For those who might be lead to believe the key to Ortiz success lies in a simple Seinfeldian eye for minutia, don't get it twisted. Between beers on credit and bummed cigarettes, Ortiz displays regular punchline wizardry (Joell on his competition: "I'm so left with it, effortlessly/yall would be left on the shelf if it was left up to me/left yall a while ago, man I left in a V/off the BQE, fell in the water and was left in the sea") in an East Coast growl that sounds like the product of a lifelong relationship with beers on credit and bummed cigarettes. He's able to relate complex information without sacrificing wordplay: "Jamal and them locked, the cab had they face on cam, dirty/I know they sick, doin a bid for a buck thirty/you see that nigga right there? Yeah, with the Bucks jersey?/I got word on the low that son bucked Percy." And beyond that, what's essential is the significance of the details employed. The grass stained jeans, appropriated cable, the disappointment at finding out that the girl you know around the way's pops is a full blown customer. More than just recounting experience, these details convey mood and contribute to a hand to mouth existence Ortiz builds patiently, bar by bar. Something I learned from Southern coke rappers is authenticity is conveyed through specifics. If this is true, then Joell Ortiz is the realest working MC.
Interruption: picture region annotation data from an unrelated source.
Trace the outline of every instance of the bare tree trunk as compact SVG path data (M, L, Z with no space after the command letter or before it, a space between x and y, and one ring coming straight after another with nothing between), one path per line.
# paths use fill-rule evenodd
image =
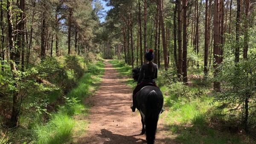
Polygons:
M67 40L67 43L68 43L68 52L67 54L68 55L70 55L70 50L71 50L71 48L70 48L70 43L71 43L71 23L72 23L72 21L71 21L71 17L72 17L72 8L70 8L69 9L69 17L68 17L68 36L67 36L67 38L68 38L68 40Z
M214 0L214 17L213 18L214 23L214 41L213 41L213 67L214 71L213 73L215 77L217 76L218 72L217 70L217 67L219 63L219 0ZM214 89L219 91L220 89L220 84L219 82L214 81L213 84Z
M14 79L16 78L16 68L15 63L15 47L13 40L13 25L12 20L11 2L10 0L6 1L6 9L7 14L7 21L8 23L8 39L9 41L9 47L10 48L10 58L11 69L12 73ZM14 83L14 86L17 86L17 84ZM15 127L17 126L18 118L20 112L20 107L19 102L19 94L16 91L13 91L12 96L12 116L10 120L10 126L11 127Z
M56 21L56 29L58 29L58 26L59 26L59 22L58 20L58 14L55 14L55 20ZM56 33L55 34L55 55L56 56L59 56L59 47L58 47L58 31L56 31L56 32L55 32Z
M177 12L177 4L175 4L175 8L174 9L174 13L173 14L173 41L174 41L174 55L175 64L177 70L177 73L178 73L178 69L179 69L178 59L177 58L177 26L176 26L176 14Z
M247 53L248 52L248 43L249 42L249 34L248 34L248 23L249 20L249 10L250 9L250 0L245 0L245 18L244 19L244 49L243 52L243 58L244 59L247 60L248 58L247 56Z
M183 52L182 63L182 73L183 76L183 82L184 83L188 82L187 75L187 0L183 0L182 5L183 7Z
M144 52L145 53L147 51L147 0L144 0ZM146 62L145 57L144 63Z
M178 78L180 79L182 75L182 47L181 40L181 3L180 0L177 0L178 9L178 57L179 67L178 69Z
M51 41L51 57L52 57L52 46L53 45L53 35L52 35L52 40Z
M139 16L137 17L137 20L138 21L139 21ZM136 49L137 49L137 57L136 57L136 65L137 66L139 66L139 47L140 46L140 43L139 43L139 41L140 41L140 30L139 29L139 27L140 27L140 26L139 26L139 23L137 23L137 25L138 25L138 28L137 29L137 46L136 47Z
M46 50L46 24L45 21L45 12L43 12L42 17L42 24L41 24L41 60L43 60L45 58L46 55L45 53Z
M205 1L205 23L204 25L204 72L205 76L208 73L208 56L209 51L208 36L208 0Z
M155 52L156 55L155 55L154 58L154 62L155 63L157 63L157 26L158 26L158 11L159 10L159 5L157 5L157 12L156 14L156 23L155 23Z
M240 35L240 0L237 0L237 10L236 11L236 51L235 52L235 61L239 61L239 55L240 51L239 35Z
M230 34L231 32L231 16L232 12L232 0L230 0L230 21L229 26L228 26L228 33Z
M224 45L224 1L220 1L220 55L219 63L222 62L223 60L223 46Z
M140 0L138 0L138 7L139 7L139 33L140 33L140 65L143 65L143 53L142 49L142 29L141 28L141 9L140 7Z
M1 8L1 14L0 15L0 26L1 27L1 55L2 57L2 60L1 63L1 69L2 71L4 71L4 67L3 65L4 64L3 61L4 60L4 25L3 25L3 0L1 0L1 3L0 3L0 7Z
M157 65L158 67L161 67L161 61L160 55L160 35L161 34L161 23L160 22L160 17L159 17L159 22L158 23L158 40L157 42Z
M131 17L131 19L132 18ZM131 24L130 26L131 29L131 67L134 68L134 48L133 48L133 31L132 31L132 23L131 23Z
M127 34L127 47L126 48L126 50L127 50L127 61L128 62L128 64L130 65L131 55L130 55L130 28L129 28L129 26L128 26L128 29L127 29L128 31Z
M122 28L123 36L123 46L124 46L124 53L125 53L125 62L127 63L127 57L126 56L126 37L125 34L125 29Z
M163 17L163 5L162 0L158 0L159 7L159 17L161 23L161 29L162 29L162 41L163 42L163 59L164 61L164 68L166 69L168 68L168 61L167 59L167 48L165 37L164 23Z
M75 53L77 54L77 27L76 26L75 34Z
M229 2L229 0L227 0L227 2L226 4L227 6L226 6L226 16L225 16L225 28L224 28L224 33L226 33L226 32L227 32L227 10L228 9L228 2ZM225 39L224 39L224 43L225 43Z
M30 57L30 49L32 46L32 34L33 33L33 26L34 24L34 20L35 19L35 0L33 3L33 12L32 12L32 20L31 21L31 27L30 28L30 34L29 35L29 46L28 47L28 49L27 50L26 54L26 66L28 66L29 63L29 58Z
The Brick was skimmed by most, receiving a moment of shine around its leak. It then faded into the dense miasma of underground internet hype, usurped by the likes of more abstract, seemingly original up and comers. Those mostly intrigued by the drum will be dismayed to learn a majority of the no name production (Save Alchemist's meh contribution) on the album is composed of simple repetitive loops that serve to further focus the listener's attention on Joell's rhymes. In addition, far from perfect, The Brick has what feels like moments of pandering to Joell's mixtape fan base. There's a particularly rough stretch of songs towards the middle of the album that belong buried in the back of a Kay Slay Streetsweepers, plus a bloated guest list that serves as a veritable who's who of MCs who should never rap again. Pair that with the fact that Joell apparently can't write good hook to save his life and the mainstream apathy becomes somewhat understandable.
This year has belonged to Lil Wayne and his Mars fabulous, convention forgoing aesthetic. One can only hope with an album tentatively scheduled in the near future Ortiz will continue his pursuit to greater renown. I enjoy Wayne, and understand autotune more as an evolution then a trend, but that shouldn't stop anyone from appreciating Joell and the wonderful, vivid verses he churns out like ticker tape. Anyone who says lyricism is dead in Hip Hop isn't listening to Ortiz, a compelling writer with a journalist's eye who goes about his bars with a wit and humanist touch we can all find something in. He manages to accomplish this without being didactic or repetitive, a feat that in my mind puts him a tier above the purist also-rans crowding the underground. Simply put, The Brick is worthwhile because it's filled with bodegas and check cashing spots. The beef patties and cocoa breads that make up our lives, everyday.